Hemodilution-induced coagulation dysfunction refers to a decrease in the concentration of coagulation factors within the blood, resulting in impaired clotting ability (Citation20). During pregnancy, women experience a significant increase in blood volume, leading to the dilution of these essential factors. In clinical scenarios involving hemorrhage, transfusing large volumes of non-blood products without timely supplementation of RBC, plasma, platelets, and other coagulation factors can exacerbate hemodilution-induced coagulation dysfunction, potentially exacerbating blood loss (Citation21). Consequently, it becomes crucial to investigate the dynamic changes in maternal blood coagulation function across varying degrees of blood dilution ratios, particularly among women with PIH (Citation22). In our study, we simulated varying degrees of blood dilution in vivo using dilution ratios ranging from 20% to 75%. The ACT increased after blood dilution in both women with and without PIH. However, intriguingly, under the same dilution ratio, the percentage increase in ACT was significantly lower in women with PIH compared to those without PIH, particularly when blood was diluted to levels between 35% and 75%. This “inversion” phenomenon occurred after dilution to 35%, the post-dilution ACT levels were significantly lower in women with PIH than in normotensive women, despite their higher baseline ACT levels, suggesting that ACT is relatively insensitive to blood dilution in women with PIH. Additionally, CR changed most in both groups at lower dilution ratios (35% to 50%), while ACT changed most at a higher dilution ratio (75%).
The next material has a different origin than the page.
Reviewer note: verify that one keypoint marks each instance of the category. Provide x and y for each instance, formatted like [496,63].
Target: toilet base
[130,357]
In the resupplementation assay, ACT exhibited the most significant response. These are some of the issues that should be noted in the clinical use of coagulation and platelet function analysis in obstetrics.

This study has several limitations. The small sample size employed may have impacted the reliability and stability of our statistical results. Consequently, we were unable to grade the severity of PIH, representing an additional constraint. Moreover, the complexity of coagulation changes cannot be overlooked. However, our study focused solely on modeling dilutional coagulation dysfunction in vitro, neglecting other systemic influences on coagulation. Finally, the blood resupplementation assay used in this study did not include platelet resupplementation, which differs from actual clinical practice and may have biased the findings. In future studies, we will use more rigorous and comprehensive research methods to address these limitations.
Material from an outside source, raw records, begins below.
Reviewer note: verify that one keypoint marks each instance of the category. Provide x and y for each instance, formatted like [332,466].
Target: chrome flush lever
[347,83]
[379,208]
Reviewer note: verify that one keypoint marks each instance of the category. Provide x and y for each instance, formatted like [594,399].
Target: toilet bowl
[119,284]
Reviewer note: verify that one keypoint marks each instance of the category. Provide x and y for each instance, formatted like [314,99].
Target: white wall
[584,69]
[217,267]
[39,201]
To summarize, we developed an assay of hemodilution and resupplementation in PIH and demonstrated that the coagulation and platelet function analyzer can distinguish between pregnant women with and without PIH, both before and after blood dilution. ACT is the main parameter that differentiates the two groups. Therefore, we should monitor this parameter closely in the clinical practice to evaluate the coagulation status of parturients.

Article highlights

  • Established dynamic coagulation assays for obstetric hemorrhage in PIH.

  • Baseline ACT was elevated in PIH, indicating coagulation dysfunction.
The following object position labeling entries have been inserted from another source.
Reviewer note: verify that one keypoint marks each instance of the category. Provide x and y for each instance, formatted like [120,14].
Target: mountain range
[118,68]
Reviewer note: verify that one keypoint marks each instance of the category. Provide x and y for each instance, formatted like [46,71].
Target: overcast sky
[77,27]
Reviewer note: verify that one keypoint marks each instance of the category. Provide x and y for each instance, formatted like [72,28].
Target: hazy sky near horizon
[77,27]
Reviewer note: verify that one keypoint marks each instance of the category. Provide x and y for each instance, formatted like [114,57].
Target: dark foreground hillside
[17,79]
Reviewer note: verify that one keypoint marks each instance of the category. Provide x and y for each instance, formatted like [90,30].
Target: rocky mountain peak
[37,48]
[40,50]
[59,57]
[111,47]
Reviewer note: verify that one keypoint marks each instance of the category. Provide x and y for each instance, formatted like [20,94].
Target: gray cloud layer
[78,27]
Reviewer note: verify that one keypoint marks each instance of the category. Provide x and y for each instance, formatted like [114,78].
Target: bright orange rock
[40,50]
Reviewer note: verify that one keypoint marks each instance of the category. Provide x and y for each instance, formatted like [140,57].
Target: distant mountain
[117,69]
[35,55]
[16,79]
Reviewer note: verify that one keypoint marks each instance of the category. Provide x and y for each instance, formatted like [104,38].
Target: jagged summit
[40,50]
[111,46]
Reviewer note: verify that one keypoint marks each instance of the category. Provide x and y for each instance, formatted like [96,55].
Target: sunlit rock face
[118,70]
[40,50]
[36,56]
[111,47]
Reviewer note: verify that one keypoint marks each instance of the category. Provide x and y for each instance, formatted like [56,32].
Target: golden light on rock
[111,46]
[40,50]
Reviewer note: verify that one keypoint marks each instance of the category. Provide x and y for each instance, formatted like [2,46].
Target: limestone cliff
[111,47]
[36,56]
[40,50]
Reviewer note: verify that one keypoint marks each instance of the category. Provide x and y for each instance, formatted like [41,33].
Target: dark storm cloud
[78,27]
  • Hemorrhage simulation showed distinct coagulation responses between PIH and normal groups.

  • Coagulation and platelet function analyzer distinguished coagulation status in PIH effectively.

Acknowledgments

The authors thank all participants included in this study and the personnel who collected the data.

Disclosure statement

No potential conflict of interest was reported by the author(s).

Data availability statement

The datasets used during the current study are available from the corresponding authors on reasonable requests.

Additional information

Funding

The author(s) reported that there is no funding associated with the work featured in this article.